Une bonne allégorie naît d’une idée très simple, compréhensible par tous : si les animaux pensaient ? Si je me retrouvais chez des géants ? Si je passais de l’autre côté du miroir ? Si nous étions des figures géométriques (Flatland, d’Edwin Abbot) ? Si je n’avais plus d’ombre (Peter Schlemiel, de Chamisso) ? Le plaisir naît ensuite de l’écart entre la simplicité de l’idée originelle et la richesse, concrète, pratique, du monde que l’auteur en tire.
Un exemple récent et libertaire : Stratégie pour deux jambons de Raymond Cousse. L’idée simple : un cochon arrive à l’abattoir. Ce que l’auteur en tire : deux cents pages, très drôles, contre la résignation à la société industrielle.

De la formule
a) La citation.
La citation est l’amie du pamphlétaire. La citation permet de bénéficier d’un concentré de sens à l’efficacité prouvée.
Quant à la citation des phrases de l’adversaire, soit elle dévoile sa noirceur, soit elle l’expose au détournement de ses idées, sans qu’il puisse se défendre.

b) La formule.
Pourquoi des livres aussi indigestes, aussi difficiles, aussi embrouillés, aussi hautains que le Traité de savoir-vivre à l’usage des jeunes générations de Vaneigem ou La Société du spectacle de Guy Debord ont-ils eu un tel succès et une telle influence ? Certes parce que, jargon post-marxiste à part, ils ont dévoilé la vérité de la société du spectacle. Mais aussi parce qu’ils sont parsemés de formules inoubliables.
Et, en Union soviétique, on murmurait : « Le capitalisme, c’est l’exploitation de l’homme par l’homme, le communisme, c’est le contraire. » Une seule phrase économisait six cent pages !

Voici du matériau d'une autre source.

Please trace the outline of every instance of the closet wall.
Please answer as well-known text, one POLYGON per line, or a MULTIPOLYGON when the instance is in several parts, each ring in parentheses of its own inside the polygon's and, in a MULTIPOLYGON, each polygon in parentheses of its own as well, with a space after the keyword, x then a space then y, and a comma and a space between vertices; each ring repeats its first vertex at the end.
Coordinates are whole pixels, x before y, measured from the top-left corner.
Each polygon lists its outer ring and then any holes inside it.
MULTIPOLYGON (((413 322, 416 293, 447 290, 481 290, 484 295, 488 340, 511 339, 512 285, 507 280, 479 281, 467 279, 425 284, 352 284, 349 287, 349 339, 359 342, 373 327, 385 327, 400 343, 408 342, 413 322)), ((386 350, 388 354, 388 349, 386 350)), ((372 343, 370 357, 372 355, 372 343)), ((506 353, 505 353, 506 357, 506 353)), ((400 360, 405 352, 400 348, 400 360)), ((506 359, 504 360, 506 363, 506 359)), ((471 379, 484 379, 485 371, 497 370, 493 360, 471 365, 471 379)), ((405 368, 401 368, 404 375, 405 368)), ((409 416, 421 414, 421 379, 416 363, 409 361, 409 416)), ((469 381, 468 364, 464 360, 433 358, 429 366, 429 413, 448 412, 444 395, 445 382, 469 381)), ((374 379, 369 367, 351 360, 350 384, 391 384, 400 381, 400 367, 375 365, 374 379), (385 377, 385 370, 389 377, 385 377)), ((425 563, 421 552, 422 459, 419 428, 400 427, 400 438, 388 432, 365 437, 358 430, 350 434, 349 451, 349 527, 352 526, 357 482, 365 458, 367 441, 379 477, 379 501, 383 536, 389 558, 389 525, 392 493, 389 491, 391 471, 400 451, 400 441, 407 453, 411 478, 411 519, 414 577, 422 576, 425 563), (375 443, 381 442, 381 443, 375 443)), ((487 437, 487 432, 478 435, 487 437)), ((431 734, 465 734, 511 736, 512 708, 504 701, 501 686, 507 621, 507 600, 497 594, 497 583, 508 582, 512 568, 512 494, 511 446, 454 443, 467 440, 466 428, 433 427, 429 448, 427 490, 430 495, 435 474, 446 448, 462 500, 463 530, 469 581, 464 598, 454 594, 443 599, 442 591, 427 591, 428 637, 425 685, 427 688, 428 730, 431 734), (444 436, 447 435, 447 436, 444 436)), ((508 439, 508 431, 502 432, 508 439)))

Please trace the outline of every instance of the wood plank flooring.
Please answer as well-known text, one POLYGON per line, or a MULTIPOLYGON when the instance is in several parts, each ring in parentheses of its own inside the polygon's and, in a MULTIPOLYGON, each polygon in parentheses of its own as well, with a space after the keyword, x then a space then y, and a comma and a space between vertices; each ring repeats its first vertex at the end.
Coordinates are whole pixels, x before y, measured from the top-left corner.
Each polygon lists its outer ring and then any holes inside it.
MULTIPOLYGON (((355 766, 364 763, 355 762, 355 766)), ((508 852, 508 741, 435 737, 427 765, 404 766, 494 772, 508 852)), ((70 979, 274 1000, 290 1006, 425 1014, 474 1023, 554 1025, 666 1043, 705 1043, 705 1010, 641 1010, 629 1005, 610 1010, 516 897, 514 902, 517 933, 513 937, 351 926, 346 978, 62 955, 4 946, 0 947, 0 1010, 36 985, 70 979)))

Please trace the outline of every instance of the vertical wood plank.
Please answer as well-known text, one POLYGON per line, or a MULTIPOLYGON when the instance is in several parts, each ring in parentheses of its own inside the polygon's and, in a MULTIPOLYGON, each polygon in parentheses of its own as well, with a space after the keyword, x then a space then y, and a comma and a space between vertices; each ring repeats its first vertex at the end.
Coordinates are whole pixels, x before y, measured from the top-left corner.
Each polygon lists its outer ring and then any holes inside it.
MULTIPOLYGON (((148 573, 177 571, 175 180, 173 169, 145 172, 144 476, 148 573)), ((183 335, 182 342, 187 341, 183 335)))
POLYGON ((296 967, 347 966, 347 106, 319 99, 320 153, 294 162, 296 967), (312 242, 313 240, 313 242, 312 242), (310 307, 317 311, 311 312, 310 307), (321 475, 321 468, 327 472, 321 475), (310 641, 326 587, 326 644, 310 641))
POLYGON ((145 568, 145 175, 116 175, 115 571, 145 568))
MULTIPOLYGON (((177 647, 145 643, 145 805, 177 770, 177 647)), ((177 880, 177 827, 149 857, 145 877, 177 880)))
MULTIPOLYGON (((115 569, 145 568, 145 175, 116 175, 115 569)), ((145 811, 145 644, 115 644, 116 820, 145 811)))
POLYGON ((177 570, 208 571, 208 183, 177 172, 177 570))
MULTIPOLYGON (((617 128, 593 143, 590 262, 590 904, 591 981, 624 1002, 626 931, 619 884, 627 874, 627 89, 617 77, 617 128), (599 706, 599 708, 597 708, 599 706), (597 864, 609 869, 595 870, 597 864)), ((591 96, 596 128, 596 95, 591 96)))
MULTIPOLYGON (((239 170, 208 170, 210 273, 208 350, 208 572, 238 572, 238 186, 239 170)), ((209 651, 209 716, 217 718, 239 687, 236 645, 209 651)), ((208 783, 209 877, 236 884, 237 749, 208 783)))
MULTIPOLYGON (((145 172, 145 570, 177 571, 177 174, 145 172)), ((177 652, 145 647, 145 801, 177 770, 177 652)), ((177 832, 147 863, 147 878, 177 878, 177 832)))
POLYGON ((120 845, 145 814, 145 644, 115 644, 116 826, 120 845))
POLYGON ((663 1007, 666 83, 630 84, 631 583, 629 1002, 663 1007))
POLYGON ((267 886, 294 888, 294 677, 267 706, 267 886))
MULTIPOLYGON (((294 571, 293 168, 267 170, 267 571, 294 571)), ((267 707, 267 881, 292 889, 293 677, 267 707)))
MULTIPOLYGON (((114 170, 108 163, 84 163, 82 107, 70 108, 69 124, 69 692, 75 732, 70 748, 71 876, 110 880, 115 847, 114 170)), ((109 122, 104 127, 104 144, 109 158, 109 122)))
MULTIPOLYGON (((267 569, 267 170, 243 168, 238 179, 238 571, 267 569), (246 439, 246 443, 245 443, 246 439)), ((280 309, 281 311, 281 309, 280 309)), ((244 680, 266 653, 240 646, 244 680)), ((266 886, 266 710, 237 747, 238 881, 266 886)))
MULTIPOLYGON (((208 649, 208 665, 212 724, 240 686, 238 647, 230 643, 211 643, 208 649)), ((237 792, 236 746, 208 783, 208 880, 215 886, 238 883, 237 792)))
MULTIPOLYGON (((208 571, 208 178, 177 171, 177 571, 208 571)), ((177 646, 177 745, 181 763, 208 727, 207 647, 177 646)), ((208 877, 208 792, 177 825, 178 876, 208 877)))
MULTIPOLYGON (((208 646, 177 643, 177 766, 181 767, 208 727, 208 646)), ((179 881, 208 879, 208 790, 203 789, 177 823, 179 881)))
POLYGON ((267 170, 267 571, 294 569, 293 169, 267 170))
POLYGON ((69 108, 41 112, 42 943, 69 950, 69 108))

L’inversion est à la base de beaucoup de slogans réussis. « La propriété c’est le vol », « Il est interdit d’interdire », « Tant qu’il y aura de l’argent, il n’y en aura pas assez pour tout le monde », « Soyez réalistes, demandez l’impossible ». La substitution, un cran à droite ou un cran à gauche, un cran en bas ou un cran en haut, fonctionne aussi très bien : « Au gouvernement des hommes, il faut substituer l’administration des choses. » Le bon slogan est souvent poétique : « Sous les pavés, la plage. » Il est parfois vulgaire, si la vulgarité n’entame pas la vérité : « La dictature, c’est ferme ta gueule, la démocratie c’est cause toujours. » Il est parfois métaphorique si la métaphore est bien tenue, bien filée : « Les religions qui se font en troupeau se terminent à l’abattoir. »
Comment trouve-t-on une bonne formule ? Il n’y a pas de recette, hélas, mais une certitude : ce qu’un pamphlet est à une doctrine, son concentré vivant, élagué, aérodynamique, la formule l’est au pamphlet. Un mécanisme si ajusté que rien ne l’enraye. Une démonstration assez longtemps pensée pour être brutale.
Bref, pensez bien, vous ferez mal.
Mais vous feriez bien de penser mal.